Leaving the Stasi prison, I thought about the senior Stasi officials who, back at Stasi HQ, made the decisions that ruined so many people's lives. It seems almost bizarre that these terrible decisions were made in the mundane Stasi offices, in those yellow cushioned chairs that let off a musty smell and remind me of the furniture in my primary school staff room. How could these people inflict such harm on others? It's a question that has been running through my mind throughout Central Europe, a region that has suffered terribly at the hands of Nazi and communist dictatorships. In the 'House of Terror' museum in Budapest the curators have devoted one room to the 'Hall of Victimisers' - it names and shames the people who willingly played a part in oppressing the Hungarian people over almost half a century. I thought at the time that such a Hall might have a place in museums in dozens of countries across the world. And a good place to start might be Germany, where many former Stasi are still out in the community living ordinary, comfortable lives.

Lots of photos of Berlin

10 Comments:

At 3:44 AM, Blogger McSpank said...

Kick ass blog. Nice use of the sidebar, most people let it go wasted. Good inclusion of photos and great content! Keep up the good work.

 
At 6:33 PM, Blogger Iqbal Khaldun said...

Ditto.

Very chilling stuff. To think the Shabbat (Israel's secret police) carries the Stasi's flame... only with blanket support from the US and Australia!

 
At 7:28 AM, Blogger Unknown said...

thank you for this information

 
At 7:28 AM, Anonymous Georg said...

Thanks for sharing this. It's great we can now see how Stasi worked.
Unfortunately, we will never know about their western colleagues (BfV and BND)

 
At 7:56 AM, Anonymous Anonymous said...

Thank you, this will help so much with my Berlin Wall performance.

 
At 6:08 AM, Anonymous Anonymous said...

As a Berliner who knows a bit of the history of the former East Germany i can assure you that the "evilness" of the Stasi was its ability to spy on its own population through the use of informers from within the general population. But in terms of physical violence and torture: this was not part of the standard Stasi procedures (unlike for example the apartheid governments "special branch" in South Africa which used terrorist methods like abduction, assassinations and torturing to death of opponents on a daily basis).

 
At 11:33 AM, Anonymous Anonymous said...

The Stasi, KGB And Obama. All linked to the same

 
At 11:48 AM, Anonymous Anonymous said...

I would like to spend the weekend in the isolation cell.

 
At 6:41 AM, Anonymous Anonymous said...

It is sad to say that I and thousands of others in the US and around the world are living a high tech version of stasi psychological torture done with directed energy weapons that again leave no traces. Work place sabotage, V2K or voice to skull drones ever on with good cop bad cop and many other tortures as we are bioethic beings.
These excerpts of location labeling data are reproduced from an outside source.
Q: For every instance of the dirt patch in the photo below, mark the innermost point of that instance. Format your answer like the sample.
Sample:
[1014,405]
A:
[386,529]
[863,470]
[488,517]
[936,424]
The Russians began this with psychotronic weapons. Victims attended the President's Bioethics Commission Feb/March 2011 and the next two meetings. Go to bioethics.gov and watch tortures described in public comments by the victims here in the USA.

 
At 6:42 AM, Anonymous Anonymous said...

It is sad to say that I and thousands of others in the US and around the world are living a high tech version of stasi psychological torture done with directed energy weapons that again leave no traces. Work place sabotage, V2K or voice to skull drones ever on with good cop bad cop and many other tortures as we are bioethic beings. The Russians began this with psychotronic weapons. Victims attended the President's Bioethics Commission Feb/March 2011 and the next two meetings. Go to bioethics.gov and watch tortures described in public comments by the victims here in the USA.